In the Weir Group at Wesleyan University, we perform molecular dynamics (MD) simulations of a ribosomal subsystem to study tuning of protein translation by the CAR interaction surface- a ribosomal interface identified by the lab that interacts with the +1 codon (poised to enter the ribosome A site). Our "computational genetics" research focuses on modifying adjacent codon identities at the A-site and the +1 positions to model how changes at these sites influence the behavior of the CAR surface and corellate with translation rate variations.

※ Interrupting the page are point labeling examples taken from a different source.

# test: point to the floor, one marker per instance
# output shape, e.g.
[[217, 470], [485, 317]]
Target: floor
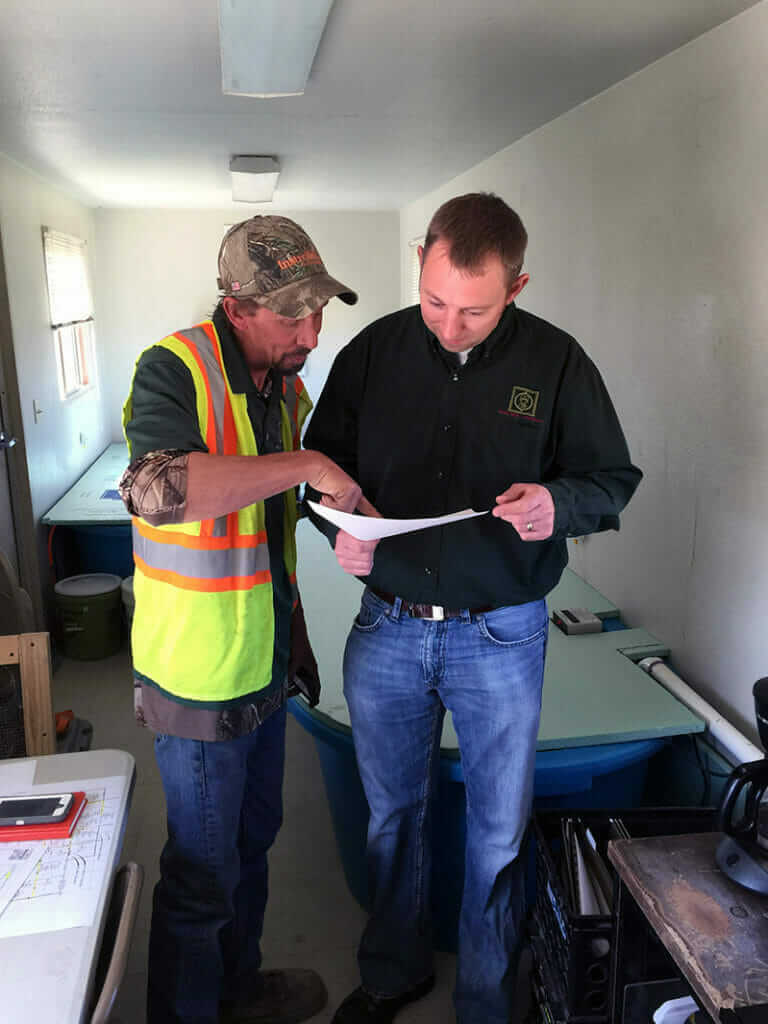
[[312, 921]]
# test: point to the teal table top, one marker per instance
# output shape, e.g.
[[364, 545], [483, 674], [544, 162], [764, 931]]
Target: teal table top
[[594, 692], [94, 500]]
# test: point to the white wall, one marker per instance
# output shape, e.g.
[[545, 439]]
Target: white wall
[[157, 273], [55, 456], [647, 211]]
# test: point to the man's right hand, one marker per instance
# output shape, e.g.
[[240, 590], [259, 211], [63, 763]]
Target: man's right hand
[[339, 491], [355, 557]]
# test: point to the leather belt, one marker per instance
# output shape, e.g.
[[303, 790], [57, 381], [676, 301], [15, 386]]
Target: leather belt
[[435, 612]]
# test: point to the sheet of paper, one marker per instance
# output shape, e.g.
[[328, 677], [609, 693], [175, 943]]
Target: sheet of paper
[[17, 860], [372, 528], [62, 890], [16, 777]]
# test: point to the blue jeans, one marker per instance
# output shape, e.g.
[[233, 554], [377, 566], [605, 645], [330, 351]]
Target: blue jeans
[[224, 809], [400, 674]]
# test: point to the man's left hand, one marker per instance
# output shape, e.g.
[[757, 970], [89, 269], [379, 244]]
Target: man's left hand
[[529, 508]]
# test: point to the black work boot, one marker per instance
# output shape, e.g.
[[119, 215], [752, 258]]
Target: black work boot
[[282, 997], [361, 1008]]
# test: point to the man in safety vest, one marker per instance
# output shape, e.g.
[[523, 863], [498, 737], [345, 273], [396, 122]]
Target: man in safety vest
[[213, 424]]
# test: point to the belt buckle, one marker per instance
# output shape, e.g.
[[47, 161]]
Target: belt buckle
[[438, 613]]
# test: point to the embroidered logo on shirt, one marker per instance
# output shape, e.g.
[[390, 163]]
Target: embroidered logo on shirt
[[523, 401]]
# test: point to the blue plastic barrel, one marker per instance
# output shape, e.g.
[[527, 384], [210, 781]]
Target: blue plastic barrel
[[610, 775]]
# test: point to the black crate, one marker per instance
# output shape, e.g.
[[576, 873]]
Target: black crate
[[573, 953]]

## Quickstart example (see examples for more use-cases;contour plots, UMAP, MSM, etc):

[![Open In Colab](https://colab.research.google.com/assets/colab-badge.svg)](
https://colab.research.google.com/github/zeper-eng/mdsa-tools/blob/main/notebooks/Quick_Start.ipynb)
[![Binder](https://mybinder.org/badge_logo.svg)](
https://mybinder.org/v2/gh/zeper-eng/mdsa-tools/HEAD?labpath=notebooks/Quick_Start.ipynb)
[![nbviewer](https://img.shields.io/badge/View%20Notebook-nbviewer-blue)](
https://nbviewer.org/github/zeper-eng/mdsa-tools/blob/main/notebooks/Quick_Start.ipynb)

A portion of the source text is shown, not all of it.